On Unix/Linux I would _never_ expect a config file to be in the
PATH. PATH is for executables.  Executables and config files are not
stored together.  That's simply not how it's done on Unix. There is
sort of a traditional set of locations where applications look to find
a config file:

  $HOME/
  $HOME/.config/
  $HOME/.config/<appname>/
  /etc/
  /etc/<appname>/
  /usr/local/etc/
  /usr/local/etc/<appname>/
  <location specified by command line argument>
  <location specified by ENV variable>

The last two overried all of the others.

Config files that reside in $HOME/ usually start with a dot. Often
they end in 'rc'.  Config files in other directories usually don't
start with a dot.

There's usually an <appname> directory only when an app needs multiple
config files. If an app only has one config file, tradition is that
you don't need a directory for it.

Many applications will parse two config files: a global one from /etc
or /usr/local/ and a user-one from somewhere under $HOME.

However, it varies a lot from one application to another...

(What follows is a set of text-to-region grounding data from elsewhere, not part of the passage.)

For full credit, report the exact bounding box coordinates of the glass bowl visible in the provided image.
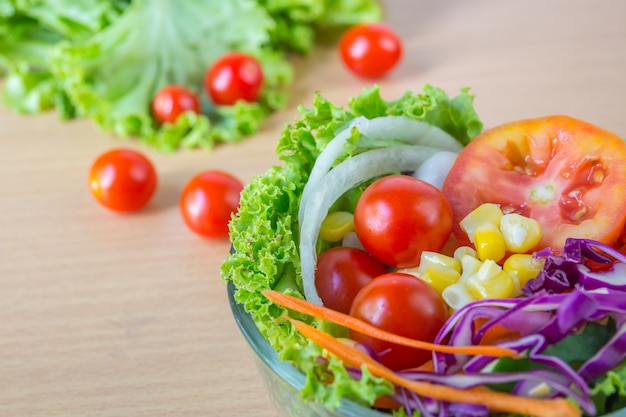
[227,280,389,417]
[227,280,626,417]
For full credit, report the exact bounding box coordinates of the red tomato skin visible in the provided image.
[442,115,626,253]
[339,23,402,79]
[89,148,157,212]
[349,272,448,371]
[354,175,453,268]
[204,52,263,106]
[315,246,389,314]
[152,85,200,124]
[179,170,244,239]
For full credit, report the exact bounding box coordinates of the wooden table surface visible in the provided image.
[2,1,626,416]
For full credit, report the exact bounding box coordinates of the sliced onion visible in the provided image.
[299,145,443,305]
[298,116,463,226]
[297,117,365,225]
[413,150,459,190]
[353,116,464,150]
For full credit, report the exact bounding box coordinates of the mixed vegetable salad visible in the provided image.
[220,84,626,417]
[0,0,380,151]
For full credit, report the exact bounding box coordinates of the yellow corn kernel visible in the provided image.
[503,253,545,291]
[466,264,515,300]
[458,254,483,283]
[475,259,502,281]
[473,223,507,262]
[319,211,354,242]
[467,270,515,299]
[417,251,461,274]
[500,213,542,253]
[419,265,461,295]
[453,246,477,263]
[442,282,476,311]
[459,203,504,243]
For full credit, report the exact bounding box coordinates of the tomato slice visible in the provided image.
[442,115,626,253]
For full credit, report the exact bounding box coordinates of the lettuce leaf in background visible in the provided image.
[10,0,129,38]
[50,0,283,151]
[0,0,127,115]
[0,0,382,151]
[220,84,482,409]
[260,0,382,53]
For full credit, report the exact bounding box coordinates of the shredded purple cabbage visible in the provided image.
[525,238,626,294]
[385,238,626,417]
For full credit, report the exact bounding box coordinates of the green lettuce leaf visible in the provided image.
[590,361,626,416]
[259,0,381,54]
[1,0,383,151]
[0,0,127,113]
[220,84,482,409]
[49,0,290,151]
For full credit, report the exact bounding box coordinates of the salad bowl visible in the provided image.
[222,85,626,417]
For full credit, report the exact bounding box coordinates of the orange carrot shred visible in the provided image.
[263,289,517,358]
[287,317,581,417]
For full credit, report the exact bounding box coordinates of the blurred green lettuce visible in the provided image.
[0,0,381,151]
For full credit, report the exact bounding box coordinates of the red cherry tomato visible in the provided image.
[315,246,389,314]
[89,148,157,212]
[442,115,626,253]
[152,85,201,124]
[349,272,448,371]
[204,52,263,106]
[354,175,453,268]
[180,170,244,238]
[339,23,402,79]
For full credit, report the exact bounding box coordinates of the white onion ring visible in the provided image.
[299,145,445,304]
[298,116,463,226]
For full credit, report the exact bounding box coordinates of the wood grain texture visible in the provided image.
[1,1,626,416]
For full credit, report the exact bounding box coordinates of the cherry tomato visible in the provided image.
[315,246,389,314]
[204,52,263,106]
[152,85,201,124]
[180,170,244,238]
[89,148,157,212]
[442,115,626,253]
[339,23,402,79]
[349,272,448,370]
[354,175,453,268]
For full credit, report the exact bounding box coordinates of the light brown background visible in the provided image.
[2,1,626,416]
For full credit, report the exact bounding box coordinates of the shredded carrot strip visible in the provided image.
[263,289,517,358]
[405,360,434,372]
[287,317,581,417]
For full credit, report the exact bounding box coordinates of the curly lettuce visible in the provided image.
[220,84,482,409]
[590,361,626,416]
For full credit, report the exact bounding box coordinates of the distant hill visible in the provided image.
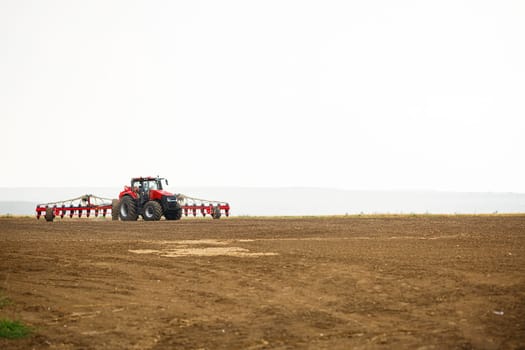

> On Windows, if it's not in the program's home directory (or a subdir
> of it), then it's common to be in the user's home directory.  That's
> assuming the program is expected to have possibly different
> configurations for different users.
>
> Otherwise there's a \Users\Public directory (or [...]
>
> The most flexible plan would be to have the program look in all
> those likely places for its config file. For more flexibility - but
> this is unnecessarily complicated for many applications - have the
> program look first on the command line for the config directory,
> then for an environmental variable, then in those likely places.